As October moves on into November, we move from LGBT Month into Trans Awareness Month, culminating in Transgender Day of Remembrance. (You can find much more about Trans Day of Remembrance in our Jewish Guide to Marking Transgender Day of Remembrance.) Check out this series of videos of transgender Jews and allies created as part of the “I AM: Trans People Speak” project. We’re grateful to Keshet members Alex, David, Stacy, Stephanie, and Suzie for sharing their lives with us and to the Massachusetts Transgender Political Coalition for this project.
“Eventually, [my job] became unbearable because the senior staff were making my life miserable because I was open about being transgender. So even somebody like myself, with all these credentials and all this training and all this experience — still gets discriminated against. I can’t reach my full potential, because of other people’s discrimination against me. [Judaism] connects me throughout the generations, with people all over the world. …Being Jewish has helped me in dealing with being transgender.”
“I don’t live my life compartmentalized, so my community is the Jewish community, my community is the queer community, my community is the overlap of those two, so who I am is the sum of all of those parts.
I try to be an ally to the trans community in part because as a gay man, I think it’s easy to think that I need the whole world to be my ally, and to forget that I have certain privileges I can use to make the world better for everyone in the queer community. … Something I hear in a lot of Jewish communities is that we’re totally willing to be inclusive and welcoming of trans people, but we don’t have any in our community, so we don’t want to put in the effort. …If you really want to be welcoming, you have to be ready when someone walks through the door.”
“I’m Jewish, I was born Jewish, I was raised in a Jewish home, a kosher home, a fairly religious home. It’s been part of me my entire life, it’s just who I am, and I don’t want to give up on that just because I transitioned, and I shouldn’t have to. …I want my religious community to accept me for who I really am, accept me for the woman that I really am.”
“I moved here to Boston about a year ago, and I found that I needed a new spirituality, a new religion… I started to look around, and found that a lot of my activist heroes and heroines, especially, a lot of them were Jewish, and I kind of followed them back to Reform Judaism, and that really intrigued me. … My first day that I walked through the doors, I remember asking the rabbi, “How soon can I convert?” … As I’m converting, I’m finding a whole host of things. I’m finding a sense of community, … I’m finding a sense of empowerment, a sense of self, that makes me really happy to be who I am, proud to be who I am.”
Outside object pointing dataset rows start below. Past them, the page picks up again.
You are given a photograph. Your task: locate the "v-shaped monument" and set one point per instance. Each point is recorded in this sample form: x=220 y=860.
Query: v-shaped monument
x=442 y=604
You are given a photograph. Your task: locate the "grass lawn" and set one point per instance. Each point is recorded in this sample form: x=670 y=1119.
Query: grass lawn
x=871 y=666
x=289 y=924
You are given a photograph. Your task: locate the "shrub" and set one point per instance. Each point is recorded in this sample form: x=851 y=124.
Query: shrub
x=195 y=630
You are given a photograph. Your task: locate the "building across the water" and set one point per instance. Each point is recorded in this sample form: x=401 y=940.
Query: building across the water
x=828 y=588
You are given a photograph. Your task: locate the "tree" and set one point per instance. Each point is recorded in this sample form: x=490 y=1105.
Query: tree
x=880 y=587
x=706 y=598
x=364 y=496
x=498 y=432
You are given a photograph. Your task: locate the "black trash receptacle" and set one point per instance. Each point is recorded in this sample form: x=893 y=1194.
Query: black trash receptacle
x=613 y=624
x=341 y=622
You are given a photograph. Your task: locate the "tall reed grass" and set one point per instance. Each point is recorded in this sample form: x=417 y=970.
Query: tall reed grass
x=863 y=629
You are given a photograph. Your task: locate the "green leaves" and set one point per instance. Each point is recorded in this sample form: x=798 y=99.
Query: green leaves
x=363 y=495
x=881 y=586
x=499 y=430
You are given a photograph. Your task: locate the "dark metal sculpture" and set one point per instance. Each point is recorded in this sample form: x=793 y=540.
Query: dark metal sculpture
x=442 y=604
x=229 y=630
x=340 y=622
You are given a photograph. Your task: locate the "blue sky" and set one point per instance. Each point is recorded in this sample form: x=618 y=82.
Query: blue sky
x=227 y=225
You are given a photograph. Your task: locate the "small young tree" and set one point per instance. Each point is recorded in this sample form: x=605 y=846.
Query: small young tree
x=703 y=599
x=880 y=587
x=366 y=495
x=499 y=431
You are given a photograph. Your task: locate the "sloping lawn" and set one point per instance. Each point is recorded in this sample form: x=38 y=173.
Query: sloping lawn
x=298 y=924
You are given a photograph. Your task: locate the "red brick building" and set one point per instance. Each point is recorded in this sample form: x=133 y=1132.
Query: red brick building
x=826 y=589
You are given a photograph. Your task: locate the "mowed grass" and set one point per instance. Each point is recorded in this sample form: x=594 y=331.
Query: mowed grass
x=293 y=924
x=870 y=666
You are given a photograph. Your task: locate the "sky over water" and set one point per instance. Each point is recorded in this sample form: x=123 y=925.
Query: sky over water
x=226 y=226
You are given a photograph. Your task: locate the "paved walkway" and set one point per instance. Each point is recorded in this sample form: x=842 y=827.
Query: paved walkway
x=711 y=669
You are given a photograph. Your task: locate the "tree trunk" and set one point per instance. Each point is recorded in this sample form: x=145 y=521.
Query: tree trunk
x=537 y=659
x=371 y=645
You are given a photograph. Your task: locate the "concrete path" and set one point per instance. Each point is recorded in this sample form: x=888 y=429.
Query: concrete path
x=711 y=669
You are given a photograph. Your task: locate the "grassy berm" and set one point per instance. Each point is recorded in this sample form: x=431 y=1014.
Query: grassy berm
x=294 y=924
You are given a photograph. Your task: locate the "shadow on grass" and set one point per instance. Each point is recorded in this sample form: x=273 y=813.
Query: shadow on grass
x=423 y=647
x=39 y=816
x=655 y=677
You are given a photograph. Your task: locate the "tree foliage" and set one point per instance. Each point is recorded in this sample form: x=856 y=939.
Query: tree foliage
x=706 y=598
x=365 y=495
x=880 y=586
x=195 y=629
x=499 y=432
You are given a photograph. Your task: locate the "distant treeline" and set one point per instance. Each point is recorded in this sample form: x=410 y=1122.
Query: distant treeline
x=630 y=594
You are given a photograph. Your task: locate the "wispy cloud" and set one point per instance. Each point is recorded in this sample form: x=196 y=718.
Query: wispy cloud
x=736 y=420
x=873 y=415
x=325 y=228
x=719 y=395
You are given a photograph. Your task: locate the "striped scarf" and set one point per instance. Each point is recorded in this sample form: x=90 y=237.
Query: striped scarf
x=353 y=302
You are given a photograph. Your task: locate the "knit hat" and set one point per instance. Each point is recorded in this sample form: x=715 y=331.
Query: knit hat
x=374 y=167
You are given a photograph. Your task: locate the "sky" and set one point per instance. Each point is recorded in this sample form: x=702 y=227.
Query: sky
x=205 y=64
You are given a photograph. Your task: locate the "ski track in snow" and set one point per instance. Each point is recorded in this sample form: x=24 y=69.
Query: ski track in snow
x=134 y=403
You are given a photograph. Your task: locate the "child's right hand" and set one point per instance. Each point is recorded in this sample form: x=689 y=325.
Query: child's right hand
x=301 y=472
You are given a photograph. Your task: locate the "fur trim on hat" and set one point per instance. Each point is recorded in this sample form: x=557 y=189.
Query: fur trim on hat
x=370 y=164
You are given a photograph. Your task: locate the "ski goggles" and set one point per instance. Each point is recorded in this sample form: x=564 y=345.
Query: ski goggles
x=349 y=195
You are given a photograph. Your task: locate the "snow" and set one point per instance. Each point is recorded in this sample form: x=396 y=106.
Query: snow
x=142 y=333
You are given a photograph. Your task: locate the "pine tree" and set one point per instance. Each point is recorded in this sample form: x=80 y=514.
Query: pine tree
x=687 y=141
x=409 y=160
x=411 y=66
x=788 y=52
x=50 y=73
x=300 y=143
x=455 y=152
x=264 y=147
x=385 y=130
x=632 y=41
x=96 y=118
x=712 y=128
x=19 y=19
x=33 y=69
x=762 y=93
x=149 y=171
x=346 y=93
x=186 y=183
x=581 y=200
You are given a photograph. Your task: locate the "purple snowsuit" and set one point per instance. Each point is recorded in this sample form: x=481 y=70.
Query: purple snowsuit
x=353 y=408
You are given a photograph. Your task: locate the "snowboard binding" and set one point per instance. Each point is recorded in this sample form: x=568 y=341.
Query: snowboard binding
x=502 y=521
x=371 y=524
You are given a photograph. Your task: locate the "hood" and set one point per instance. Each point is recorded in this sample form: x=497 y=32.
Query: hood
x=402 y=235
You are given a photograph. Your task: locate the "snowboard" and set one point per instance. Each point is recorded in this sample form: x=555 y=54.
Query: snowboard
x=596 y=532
“To me, genderqueer is waking up in the morning and not assigning yourself to a male or female gender. It’s both an ambiguity of gender, a freedom to play with different things, to experiment with your gender presentation and identity, and it’s also a bit of a confusion, and an uncertainty with where your gender is going to fall. … As a Jewish educator, I am passionate about creating spaces for trans and queer Jews, if that’s in prayer, or educational spaces, or community. I think that right now, Jewish community is not a safe space, and there’s a lot of work we need to do. I am really looking forward to the day when a Jewish community does not need to create a safe space, it is a safe space; that Judaism in itself is a safe space for queer and gender-variant folks.”